How Rare Is Braess's Paradox?
In 1983 Steinberg and Zangwill provided, under reasonable assumptions, necessary and sufficient conditions for Braess's paradox to occur in a general transportation network when a new route is added. (Note that their result applies to the addition of any new route — not just to the case of adding a single link.) As a corollary, they obtain that Braess's paradox is about as likely to occur as not occur; their result applies to random rather than planned networks and additions.
In Seoul, South Korea, a speeding-up in traffic around the city was seen when a motorway was removed as part of the Cheonggyecheon restoration project. In Stuttgart, Germany after investments into the road network in 1969, the traffic situation did not improve until a section of newly-built road was closed for traffic again. In 1990 the closing of 42nd street in New York City reduced the amount of congestion in the area. In 2008 Youn, Gastner and Jeong demonstrated specific routes in Boston, New York City and London where this might actually occur and pointed out roads that could be closed to reduce predicted travel times.

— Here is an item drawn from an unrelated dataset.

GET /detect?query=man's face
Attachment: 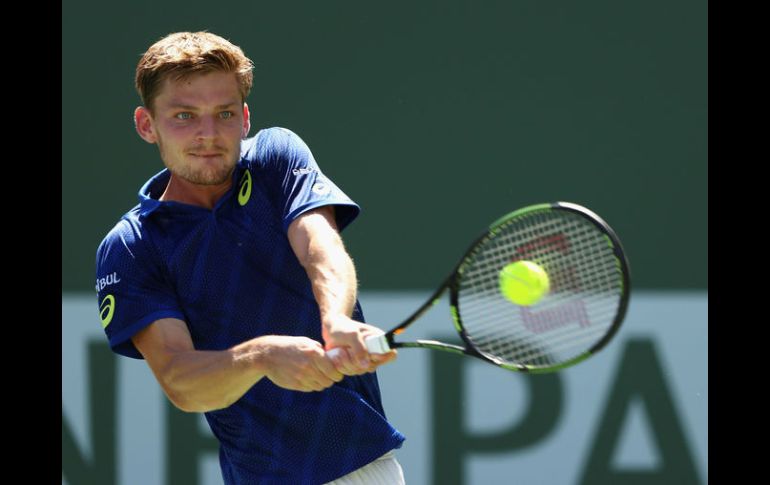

In 2012, scientists at the Max Planck Institute for Dynamics and Self-Organization demonstrated through computational modeling the potential for this phenomenon to occur in power transmission networks where power generation is decentralized.
In 2012, an international team of researchers from Institut Néel (CNRS, France), INP (France), IEMN (CNRS, France) and UCL (Belgium) published in Physical Review Letters a paper showing that Braess paradox may occur in mesoscopic electron systems. In particular, they showed that adding a path for electrons in a nanoscopic network paradoxically reduced its conductance. This was showed both by theroretical simulations and experiments at low temperature using as scanning gate microscopy.